Highly efficient remediation materials can treat wastewater contaminated by heavy metals. In this study, semi-carbonized plant fiber (Spf) and chemical fiber (Spf) were prepared as the research material. Dodecyl dimethyl betaine and chitosan were used to singly modify semi-carbonized fibers (Sfs). Then, the single-modified Sfs were remodified by sodiumalginate to produce composite-modified Sfs. The microscopic morphology of the tested materials was studied by using scanning electron microscopy (SEM), Fourier transform infrared (FTIR) spectroscopy, thermogravimetric (TG) analysis, energy dispersion spectroscopy, X-ray diffraction, X-ray photoelectron spectroscopy, and specific surface area (SBET) detection. The selective adsorption effect of the tested materials on water polluted by multiple heavy metals was studied, and the effects of temperature, pH, and ionic strength were compared. SEM, FTIR, and TG results proved that single and composite modifiers were modified on the surface and changed the surface properties of Spf and Scf. The metal ion adsorption capacity of modified Spfs was higher than that of modified Scfs. The maximal adsorption capacity of metal ions on test materials presented the trend of Zn(II) > Cd(II) > Pb(II).
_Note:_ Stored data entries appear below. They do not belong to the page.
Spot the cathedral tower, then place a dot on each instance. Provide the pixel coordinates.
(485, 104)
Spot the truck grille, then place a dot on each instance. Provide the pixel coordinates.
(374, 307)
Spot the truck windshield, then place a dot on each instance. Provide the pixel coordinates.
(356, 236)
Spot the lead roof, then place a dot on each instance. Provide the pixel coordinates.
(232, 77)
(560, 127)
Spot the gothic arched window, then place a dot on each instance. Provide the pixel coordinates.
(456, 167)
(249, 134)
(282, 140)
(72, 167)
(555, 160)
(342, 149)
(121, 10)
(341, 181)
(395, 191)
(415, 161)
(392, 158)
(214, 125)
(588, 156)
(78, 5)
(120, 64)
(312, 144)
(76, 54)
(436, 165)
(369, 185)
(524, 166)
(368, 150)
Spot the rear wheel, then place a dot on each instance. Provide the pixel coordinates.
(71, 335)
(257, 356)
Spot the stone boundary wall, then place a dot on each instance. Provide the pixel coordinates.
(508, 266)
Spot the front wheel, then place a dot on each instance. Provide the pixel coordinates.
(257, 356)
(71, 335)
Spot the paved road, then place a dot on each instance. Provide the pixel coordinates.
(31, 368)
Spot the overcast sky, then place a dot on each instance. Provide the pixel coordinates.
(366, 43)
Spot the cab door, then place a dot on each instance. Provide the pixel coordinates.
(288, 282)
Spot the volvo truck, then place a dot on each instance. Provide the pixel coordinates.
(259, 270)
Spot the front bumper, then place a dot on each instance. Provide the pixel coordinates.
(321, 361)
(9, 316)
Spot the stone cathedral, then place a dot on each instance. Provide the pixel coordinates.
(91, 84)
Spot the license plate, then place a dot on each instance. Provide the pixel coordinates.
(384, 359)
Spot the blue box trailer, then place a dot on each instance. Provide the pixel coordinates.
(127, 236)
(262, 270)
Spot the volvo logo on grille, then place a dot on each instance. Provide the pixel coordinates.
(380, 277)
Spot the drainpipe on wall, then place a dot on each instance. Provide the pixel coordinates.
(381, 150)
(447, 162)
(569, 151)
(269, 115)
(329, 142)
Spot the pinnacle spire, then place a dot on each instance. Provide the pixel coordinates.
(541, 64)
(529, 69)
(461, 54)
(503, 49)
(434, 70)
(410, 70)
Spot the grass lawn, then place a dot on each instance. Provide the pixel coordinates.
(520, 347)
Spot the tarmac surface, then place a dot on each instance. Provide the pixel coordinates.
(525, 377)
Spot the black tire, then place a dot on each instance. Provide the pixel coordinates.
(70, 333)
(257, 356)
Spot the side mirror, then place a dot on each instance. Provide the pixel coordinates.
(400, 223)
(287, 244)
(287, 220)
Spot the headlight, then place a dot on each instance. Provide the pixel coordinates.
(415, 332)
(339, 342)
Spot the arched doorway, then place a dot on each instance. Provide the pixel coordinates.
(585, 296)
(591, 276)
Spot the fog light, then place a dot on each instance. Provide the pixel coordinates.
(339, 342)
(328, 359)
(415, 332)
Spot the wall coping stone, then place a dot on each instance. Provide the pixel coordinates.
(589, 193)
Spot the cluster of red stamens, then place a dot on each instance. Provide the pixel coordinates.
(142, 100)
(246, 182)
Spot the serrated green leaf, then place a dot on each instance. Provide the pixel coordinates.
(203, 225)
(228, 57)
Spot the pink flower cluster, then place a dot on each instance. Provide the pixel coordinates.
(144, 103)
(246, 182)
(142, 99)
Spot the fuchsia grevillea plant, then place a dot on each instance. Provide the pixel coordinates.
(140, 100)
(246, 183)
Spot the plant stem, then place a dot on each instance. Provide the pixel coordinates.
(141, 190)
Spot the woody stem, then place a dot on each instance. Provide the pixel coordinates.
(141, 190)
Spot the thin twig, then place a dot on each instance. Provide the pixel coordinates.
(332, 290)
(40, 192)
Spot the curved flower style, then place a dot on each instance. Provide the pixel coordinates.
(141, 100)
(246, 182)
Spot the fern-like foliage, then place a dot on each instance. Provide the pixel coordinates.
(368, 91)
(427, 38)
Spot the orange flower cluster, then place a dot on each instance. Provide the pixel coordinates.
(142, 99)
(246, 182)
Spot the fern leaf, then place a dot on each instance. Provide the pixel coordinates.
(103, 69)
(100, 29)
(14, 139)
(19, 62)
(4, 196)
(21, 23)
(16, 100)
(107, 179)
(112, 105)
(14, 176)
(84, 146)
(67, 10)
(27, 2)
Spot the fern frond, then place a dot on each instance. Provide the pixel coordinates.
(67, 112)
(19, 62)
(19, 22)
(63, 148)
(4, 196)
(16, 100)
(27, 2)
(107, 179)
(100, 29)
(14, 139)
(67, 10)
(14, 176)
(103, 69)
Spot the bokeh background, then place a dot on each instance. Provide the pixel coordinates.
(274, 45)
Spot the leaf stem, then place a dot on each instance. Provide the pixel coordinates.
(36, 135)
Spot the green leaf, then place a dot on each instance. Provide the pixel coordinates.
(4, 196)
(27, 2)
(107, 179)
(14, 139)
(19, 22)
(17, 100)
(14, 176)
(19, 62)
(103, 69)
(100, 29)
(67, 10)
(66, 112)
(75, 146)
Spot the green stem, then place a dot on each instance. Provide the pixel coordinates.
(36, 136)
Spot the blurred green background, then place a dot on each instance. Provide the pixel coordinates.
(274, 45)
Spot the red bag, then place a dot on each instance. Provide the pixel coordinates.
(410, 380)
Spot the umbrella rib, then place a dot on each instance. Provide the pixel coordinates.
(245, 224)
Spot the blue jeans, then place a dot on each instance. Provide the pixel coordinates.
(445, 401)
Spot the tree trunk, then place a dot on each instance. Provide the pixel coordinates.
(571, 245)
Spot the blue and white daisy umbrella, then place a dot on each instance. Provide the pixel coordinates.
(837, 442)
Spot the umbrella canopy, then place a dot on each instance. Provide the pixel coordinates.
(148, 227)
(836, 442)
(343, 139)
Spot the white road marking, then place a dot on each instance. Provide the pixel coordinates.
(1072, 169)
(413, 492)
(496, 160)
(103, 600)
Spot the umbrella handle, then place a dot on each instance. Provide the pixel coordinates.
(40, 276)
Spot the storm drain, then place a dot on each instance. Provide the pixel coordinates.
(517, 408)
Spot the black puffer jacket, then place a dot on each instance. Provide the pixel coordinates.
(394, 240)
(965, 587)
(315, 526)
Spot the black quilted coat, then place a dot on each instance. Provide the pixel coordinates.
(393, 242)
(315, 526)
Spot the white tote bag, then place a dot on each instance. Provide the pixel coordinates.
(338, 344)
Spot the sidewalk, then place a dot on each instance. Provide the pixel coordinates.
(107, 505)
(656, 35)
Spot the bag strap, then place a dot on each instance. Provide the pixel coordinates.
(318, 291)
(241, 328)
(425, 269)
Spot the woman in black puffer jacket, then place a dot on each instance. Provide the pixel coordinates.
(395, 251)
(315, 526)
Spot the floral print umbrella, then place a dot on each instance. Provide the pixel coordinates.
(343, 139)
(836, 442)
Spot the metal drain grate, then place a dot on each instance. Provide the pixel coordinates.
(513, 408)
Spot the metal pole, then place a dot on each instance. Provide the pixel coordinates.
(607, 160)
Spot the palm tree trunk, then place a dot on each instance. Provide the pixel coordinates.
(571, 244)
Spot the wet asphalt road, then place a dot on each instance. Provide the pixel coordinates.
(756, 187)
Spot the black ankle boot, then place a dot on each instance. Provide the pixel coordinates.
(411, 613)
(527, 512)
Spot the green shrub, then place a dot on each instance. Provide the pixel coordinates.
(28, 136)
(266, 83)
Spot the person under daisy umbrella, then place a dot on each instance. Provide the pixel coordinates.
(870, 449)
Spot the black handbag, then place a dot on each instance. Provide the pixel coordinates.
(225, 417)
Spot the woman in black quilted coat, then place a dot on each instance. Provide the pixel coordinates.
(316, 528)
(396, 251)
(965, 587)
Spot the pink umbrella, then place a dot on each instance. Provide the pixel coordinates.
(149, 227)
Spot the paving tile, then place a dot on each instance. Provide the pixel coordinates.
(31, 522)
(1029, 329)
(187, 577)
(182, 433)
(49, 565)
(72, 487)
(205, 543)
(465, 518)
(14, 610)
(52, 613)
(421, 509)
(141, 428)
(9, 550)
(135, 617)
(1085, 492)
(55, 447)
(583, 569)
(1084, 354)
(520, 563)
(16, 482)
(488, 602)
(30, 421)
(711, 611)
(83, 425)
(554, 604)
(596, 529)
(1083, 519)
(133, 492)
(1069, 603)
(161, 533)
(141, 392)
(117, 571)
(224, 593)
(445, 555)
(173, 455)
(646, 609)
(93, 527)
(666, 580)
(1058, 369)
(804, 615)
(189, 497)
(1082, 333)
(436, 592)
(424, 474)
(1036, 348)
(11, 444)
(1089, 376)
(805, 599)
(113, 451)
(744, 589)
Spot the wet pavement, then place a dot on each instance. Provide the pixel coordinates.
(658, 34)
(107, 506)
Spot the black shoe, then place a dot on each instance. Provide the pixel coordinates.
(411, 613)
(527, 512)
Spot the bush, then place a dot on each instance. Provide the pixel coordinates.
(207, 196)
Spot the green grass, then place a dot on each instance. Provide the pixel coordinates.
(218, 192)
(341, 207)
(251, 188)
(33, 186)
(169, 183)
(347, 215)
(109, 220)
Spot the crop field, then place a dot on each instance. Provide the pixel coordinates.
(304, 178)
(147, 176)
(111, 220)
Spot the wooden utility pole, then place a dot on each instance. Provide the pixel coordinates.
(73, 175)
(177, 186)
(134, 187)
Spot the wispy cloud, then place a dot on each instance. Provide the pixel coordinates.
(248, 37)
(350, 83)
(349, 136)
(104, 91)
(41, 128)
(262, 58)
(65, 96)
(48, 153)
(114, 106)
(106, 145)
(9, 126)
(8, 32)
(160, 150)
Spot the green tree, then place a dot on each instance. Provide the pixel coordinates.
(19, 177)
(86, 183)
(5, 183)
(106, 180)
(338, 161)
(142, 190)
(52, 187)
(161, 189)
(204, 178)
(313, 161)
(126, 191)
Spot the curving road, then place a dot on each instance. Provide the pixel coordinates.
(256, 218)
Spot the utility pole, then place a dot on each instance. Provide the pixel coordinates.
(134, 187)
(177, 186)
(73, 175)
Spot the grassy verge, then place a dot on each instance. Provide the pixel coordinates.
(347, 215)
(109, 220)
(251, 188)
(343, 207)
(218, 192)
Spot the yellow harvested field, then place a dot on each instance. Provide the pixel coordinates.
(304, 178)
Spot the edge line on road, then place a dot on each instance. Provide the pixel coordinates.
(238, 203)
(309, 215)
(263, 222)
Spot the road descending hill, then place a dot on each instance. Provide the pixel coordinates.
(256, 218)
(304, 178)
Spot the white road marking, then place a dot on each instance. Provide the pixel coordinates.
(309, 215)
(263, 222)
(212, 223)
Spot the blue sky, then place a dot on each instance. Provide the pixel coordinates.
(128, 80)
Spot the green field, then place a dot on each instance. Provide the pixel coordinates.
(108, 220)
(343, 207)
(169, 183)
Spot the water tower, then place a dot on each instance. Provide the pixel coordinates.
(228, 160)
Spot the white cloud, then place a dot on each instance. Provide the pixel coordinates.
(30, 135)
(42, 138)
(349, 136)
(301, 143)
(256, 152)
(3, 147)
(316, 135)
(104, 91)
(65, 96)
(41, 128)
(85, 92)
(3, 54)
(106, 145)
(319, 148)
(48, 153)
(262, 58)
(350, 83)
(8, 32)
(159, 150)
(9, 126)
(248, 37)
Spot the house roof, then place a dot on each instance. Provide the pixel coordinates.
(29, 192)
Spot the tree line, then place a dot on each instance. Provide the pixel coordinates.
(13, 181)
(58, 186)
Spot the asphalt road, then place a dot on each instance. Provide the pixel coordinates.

The optimum adsorption conditions were 30 °C, pH = 6, and ionic strength of 0.1 mol/L, and the adsorption process was a spontaneous, endothermic, and entropy-increasing reaction. Electrostatic adsorption, precipitation, complexation, and ion exchange were the forms of adsorption for heavy metal ions. SBET and cation exchange capacity of the modified Sfs were the key factors that determine the adsorption capacity of heavy metal ions.